Are the Mexican people the children of Moctezuma or the children of Cortés? This question, long the central problem of Mexican historians, Justo Sierra answered by saying, "The Mexicans are the sons of the two peoples, of the two races … to this we owe our soul."
Because Sierra recognized the dual parentage, he was able to view his country's history as an evolutionary process. Formed in both the indigenous past and the colonial past, the Mexican people, after three hundred years of slow and painful gestation, were finally born with the arrival of Independence. They came of age when the Reform, the Republic, and the nation achieved a single identity.
This classical synthesis, written on the eve of the Mexican Revolution, gave direction to the generation that furnished the Revolution's intellectual leaders.
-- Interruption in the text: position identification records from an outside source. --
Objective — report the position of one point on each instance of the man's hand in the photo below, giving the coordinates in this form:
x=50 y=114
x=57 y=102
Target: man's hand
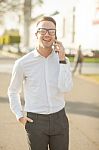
x=60 y=49
x=23 y=120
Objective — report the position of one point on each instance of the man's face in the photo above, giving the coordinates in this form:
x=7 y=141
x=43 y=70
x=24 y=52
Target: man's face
x=46 y=31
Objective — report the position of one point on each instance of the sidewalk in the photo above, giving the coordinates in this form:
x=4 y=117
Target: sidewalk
x=82 y=107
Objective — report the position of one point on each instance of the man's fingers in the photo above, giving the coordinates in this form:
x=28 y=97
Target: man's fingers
x=28 y=119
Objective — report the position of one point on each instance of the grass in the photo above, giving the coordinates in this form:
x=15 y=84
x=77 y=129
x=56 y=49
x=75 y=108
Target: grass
x=87 y=59
x=93 y=77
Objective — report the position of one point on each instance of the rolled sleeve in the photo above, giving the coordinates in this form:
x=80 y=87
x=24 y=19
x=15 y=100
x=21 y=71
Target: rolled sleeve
x=14 y=90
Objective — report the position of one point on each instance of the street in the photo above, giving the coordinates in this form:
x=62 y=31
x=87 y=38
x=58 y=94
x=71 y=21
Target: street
x=82 y=107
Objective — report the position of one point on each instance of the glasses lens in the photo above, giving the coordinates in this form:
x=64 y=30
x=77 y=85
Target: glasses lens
x=43 y=31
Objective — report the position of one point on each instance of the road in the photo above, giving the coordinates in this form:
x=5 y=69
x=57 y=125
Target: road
x=82 y=107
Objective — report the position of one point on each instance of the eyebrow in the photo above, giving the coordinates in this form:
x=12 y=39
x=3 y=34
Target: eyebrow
x=47 y=28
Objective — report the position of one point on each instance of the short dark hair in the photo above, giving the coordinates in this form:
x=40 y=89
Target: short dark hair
x=46 y=18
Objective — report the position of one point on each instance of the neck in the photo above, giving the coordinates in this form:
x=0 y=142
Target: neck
x=44 y=52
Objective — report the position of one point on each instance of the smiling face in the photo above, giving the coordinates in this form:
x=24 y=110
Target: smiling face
x=46 y=31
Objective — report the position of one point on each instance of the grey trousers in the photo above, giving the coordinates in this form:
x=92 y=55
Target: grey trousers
x=51 y=129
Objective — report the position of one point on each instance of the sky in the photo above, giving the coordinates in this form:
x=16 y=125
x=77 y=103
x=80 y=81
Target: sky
x=85 y=13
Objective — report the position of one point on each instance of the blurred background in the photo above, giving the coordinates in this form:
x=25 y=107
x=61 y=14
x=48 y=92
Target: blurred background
x=77 y=24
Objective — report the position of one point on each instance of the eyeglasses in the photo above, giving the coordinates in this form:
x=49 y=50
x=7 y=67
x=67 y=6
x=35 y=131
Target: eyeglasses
x=43 y=31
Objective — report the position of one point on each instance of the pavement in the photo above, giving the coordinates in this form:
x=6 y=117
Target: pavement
x=82 y=107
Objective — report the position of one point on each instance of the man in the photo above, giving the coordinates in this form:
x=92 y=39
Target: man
x=45 y=74
x=78 y=60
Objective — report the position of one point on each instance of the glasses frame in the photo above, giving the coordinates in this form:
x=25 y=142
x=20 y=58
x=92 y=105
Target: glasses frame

Although the author was Secretary of Public Instruction in the dictatorial regime of Porfirio Díaz, he was the first historian to show sympathy for the plight of the masses, and his book ends with the warning that political evolution has lost its way unless the result is freedom.
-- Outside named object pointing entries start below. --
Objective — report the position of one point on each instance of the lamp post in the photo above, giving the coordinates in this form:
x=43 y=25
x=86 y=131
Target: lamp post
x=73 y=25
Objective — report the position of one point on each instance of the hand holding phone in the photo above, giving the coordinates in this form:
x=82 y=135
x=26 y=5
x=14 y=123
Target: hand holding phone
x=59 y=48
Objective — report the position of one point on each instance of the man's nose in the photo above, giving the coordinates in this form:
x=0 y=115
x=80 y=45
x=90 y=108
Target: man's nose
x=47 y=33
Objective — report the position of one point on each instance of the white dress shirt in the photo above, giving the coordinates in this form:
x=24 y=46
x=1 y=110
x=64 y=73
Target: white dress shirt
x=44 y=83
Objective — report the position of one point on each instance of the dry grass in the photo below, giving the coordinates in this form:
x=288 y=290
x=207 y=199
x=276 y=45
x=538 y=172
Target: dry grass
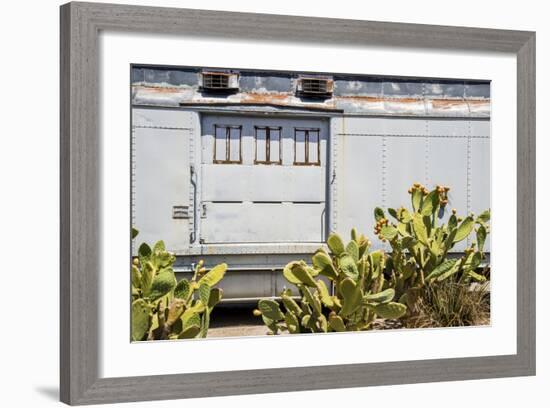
x=451 y=304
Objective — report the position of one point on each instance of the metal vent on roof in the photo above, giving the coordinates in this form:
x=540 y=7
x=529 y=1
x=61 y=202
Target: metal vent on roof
x=314 y=87
x=219 y=82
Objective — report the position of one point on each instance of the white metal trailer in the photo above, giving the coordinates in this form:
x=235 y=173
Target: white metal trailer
x=259 y=176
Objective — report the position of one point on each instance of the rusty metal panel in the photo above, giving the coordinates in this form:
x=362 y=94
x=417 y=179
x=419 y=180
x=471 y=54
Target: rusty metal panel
x=160 y=183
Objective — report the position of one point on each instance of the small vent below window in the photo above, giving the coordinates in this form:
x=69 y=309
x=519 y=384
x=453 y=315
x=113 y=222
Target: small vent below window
x=315 y=87
x=219 y=82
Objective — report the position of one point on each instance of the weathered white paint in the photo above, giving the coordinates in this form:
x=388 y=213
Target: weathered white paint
x=280 y=210
x=262 y=203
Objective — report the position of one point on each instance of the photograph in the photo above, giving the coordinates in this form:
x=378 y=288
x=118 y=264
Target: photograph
x=269 y=202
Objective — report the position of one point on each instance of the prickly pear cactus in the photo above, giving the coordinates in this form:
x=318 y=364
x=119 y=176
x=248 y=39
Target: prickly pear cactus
x=343 y=289
x=163 y=308
x=421 y=243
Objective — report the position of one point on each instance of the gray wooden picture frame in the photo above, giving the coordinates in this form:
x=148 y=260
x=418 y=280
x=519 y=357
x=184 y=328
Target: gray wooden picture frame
x=80 y=193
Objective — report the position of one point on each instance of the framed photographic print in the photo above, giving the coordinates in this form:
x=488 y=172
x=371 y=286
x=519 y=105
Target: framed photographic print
x=287 y=201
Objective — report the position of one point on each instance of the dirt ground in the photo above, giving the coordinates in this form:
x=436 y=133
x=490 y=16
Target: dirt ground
x=234 y=321
x=238 y=320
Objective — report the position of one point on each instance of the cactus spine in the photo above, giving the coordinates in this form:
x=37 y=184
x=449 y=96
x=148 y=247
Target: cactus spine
x=163 y=308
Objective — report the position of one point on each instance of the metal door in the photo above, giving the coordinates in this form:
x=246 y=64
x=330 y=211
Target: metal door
x=263 y=180
x=161 y=180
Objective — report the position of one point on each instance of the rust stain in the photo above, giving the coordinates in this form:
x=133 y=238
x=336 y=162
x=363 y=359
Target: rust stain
x=158 y=89
x=447 y=103
x=256 y=97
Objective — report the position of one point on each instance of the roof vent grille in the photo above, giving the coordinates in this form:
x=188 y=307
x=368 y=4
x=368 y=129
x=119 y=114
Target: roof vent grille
x=219 y=82
x=315 y=87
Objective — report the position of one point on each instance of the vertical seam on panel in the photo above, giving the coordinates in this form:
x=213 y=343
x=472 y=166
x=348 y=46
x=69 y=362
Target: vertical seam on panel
x=469 y=174
x=334 y=179
x=427 y=156
x=133 y=182
x=426 y=141
x=384 y=157
x=191 y=158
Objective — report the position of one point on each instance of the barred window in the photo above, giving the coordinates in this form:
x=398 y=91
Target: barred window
x=268 y=144
x=306 y=147
x=227 y=146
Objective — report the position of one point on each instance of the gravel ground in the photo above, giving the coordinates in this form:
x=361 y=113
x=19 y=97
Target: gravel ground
x=235 y=321
x=238 y=320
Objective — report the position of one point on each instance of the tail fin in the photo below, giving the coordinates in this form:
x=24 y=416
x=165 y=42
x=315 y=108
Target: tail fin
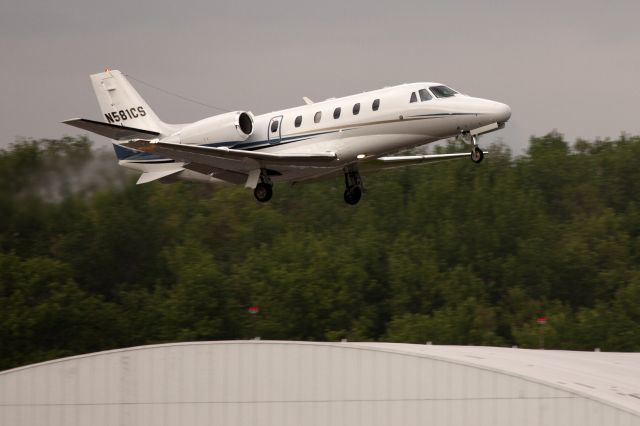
x=122 y=105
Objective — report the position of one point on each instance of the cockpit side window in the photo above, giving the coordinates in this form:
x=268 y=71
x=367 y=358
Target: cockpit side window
x=424 y=95
x=442 y=91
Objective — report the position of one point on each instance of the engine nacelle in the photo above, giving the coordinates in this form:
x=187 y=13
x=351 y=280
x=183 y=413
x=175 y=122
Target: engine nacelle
x=234 y=126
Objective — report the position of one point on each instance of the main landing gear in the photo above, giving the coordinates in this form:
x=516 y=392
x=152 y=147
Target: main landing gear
x=264 y=189
x=353 y=182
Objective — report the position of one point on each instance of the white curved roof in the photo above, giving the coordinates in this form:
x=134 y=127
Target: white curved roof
x=611 y=377
x=356 y=383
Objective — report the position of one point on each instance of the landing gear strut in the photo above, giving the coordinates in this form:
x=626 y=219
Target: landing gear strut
x=476 y=152
x=353 y=182
x=264 y=189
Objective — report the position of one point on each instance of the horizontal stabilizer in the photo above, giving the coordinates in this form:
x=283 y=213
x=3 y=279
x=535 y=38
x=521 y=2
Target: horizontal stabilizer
x=151 y=176
x=111 y=131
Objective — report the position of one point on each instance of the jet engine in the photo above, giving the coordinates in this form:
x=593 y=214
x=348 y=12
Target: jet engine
x=234 y=126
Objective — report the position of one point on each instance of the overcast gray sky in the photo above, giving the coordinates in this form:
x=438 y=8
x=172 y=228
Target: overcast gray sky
x=570 y=65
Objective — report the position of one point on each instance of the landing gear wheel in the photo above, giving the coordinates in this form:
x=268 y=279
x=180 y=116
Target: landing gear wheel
x=263 y=192
x=477 y=155
x=352 y=195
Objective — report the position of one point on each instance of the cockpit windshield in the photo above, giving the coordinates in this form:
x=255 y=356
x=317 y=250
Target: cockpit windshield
x=442 y=91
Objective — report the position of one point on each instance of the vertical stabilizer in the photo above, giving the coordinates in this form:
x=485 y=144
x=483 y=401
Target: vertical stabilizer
x=122 y=105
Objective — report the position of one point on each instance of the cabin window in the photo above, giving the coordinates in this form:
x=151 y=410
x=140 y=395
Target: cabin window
x=424 y=95
x=442 y=91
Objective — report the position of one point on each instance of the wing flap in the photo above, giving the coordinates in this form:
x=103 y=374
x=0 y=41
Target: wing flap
x=111 y=131
x=233 y=159
x=383 y=163
x=151 y=176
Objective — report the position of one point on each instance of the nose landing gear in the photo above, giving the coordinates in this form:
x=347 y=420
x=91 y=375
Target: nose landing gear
x=477 y=155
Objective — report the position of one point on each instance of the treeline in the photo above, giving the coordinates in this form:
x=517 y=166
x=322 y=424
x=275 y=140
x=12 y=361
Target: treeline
x=452 y=253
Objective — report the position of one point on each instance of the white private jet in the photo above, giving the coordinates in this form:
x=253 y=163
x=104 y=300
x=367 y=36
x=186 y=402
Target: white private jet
x=339 y=135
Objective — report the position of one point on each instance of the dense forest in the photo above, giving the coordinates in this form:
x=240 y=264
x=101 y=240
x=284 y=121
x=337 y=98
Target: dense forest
x=453 y=253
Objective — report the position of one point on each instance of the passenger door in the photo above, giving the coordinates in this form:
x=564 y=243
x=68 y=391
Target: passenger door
x=275 y=130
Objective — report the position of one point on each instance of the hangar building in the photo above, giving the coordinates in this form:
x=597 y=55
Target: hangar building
x=305 y=383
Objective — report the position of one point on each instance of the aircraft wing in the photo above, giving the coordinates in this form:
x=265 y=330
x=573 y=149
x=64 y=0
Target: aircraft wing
x=235 y=160
x=111 y=131
x=384 y=163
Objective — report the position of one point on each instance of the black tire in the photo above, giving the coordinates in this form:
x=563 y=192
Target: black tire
x=352 y=195
x=477 y=155
x=263 y=192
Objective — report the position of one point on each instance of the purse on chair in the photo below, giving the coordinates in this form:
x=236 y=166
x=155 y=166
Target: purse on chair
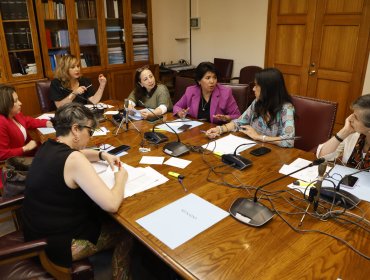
x=13 y=175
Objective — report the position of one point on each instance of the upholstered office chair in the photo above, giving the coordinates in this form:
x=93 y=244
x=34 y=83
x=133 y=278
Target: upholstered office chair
x=46 y=105
x=225 y=69
x=314 y=121
x=246 y=76
x=240 y=93
x=27 y=260
x=181 y=83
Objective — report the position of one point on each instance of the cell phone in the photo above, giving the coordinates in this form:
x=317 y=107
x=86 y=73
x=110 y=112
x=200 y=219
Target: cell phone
x=260 y=151
x=184 y=127
x=119 y=149
x=349 y=181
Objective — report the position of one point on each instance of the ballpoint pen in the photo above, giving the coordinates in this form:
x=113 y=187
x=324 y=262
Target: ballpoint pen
x=179 y=178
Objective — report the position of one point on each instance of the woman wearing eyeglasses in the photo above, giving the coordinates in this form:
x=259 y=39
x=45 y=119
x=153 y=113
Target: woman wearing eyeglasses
x=69 y=85
x=65 y=198
x=207 y=100
x=351 y=144
x=154 y=96
x=14 y=139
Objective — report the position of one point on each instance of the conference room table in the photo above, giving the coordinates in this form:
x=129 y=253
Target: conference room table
x=280 y=249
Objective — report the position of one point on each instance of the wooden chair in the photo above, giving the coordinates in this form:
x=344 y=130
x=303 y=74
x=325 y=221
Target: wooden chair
x=43 y=88
x=28 y=260
x=240 y=93
x=225 y=69
x=314 y=121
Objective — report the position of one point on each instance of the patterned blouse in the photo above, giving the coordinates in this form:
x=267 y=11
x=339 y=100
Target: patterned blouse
x=282 y=126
As Edmundo O'Gorman points out in an important essay on Mexican historiography, written especially for this edition, Sierra was also the first to write a history of his nation in a sincere endeavor to get at the truth, instead of shaping his account to prove a thesis or to preach some political faith. And yet, his work "owes its originality and its lasting merit to his vigorous interpretation of Mexico's history in the light of his convictions, of his keen insight, even of his fears." Though the chapters on the pre-Columbian Indian have been rendered obsolete by later archeological discoveries, the rest of the history is still valid and needs only to be brought up to date.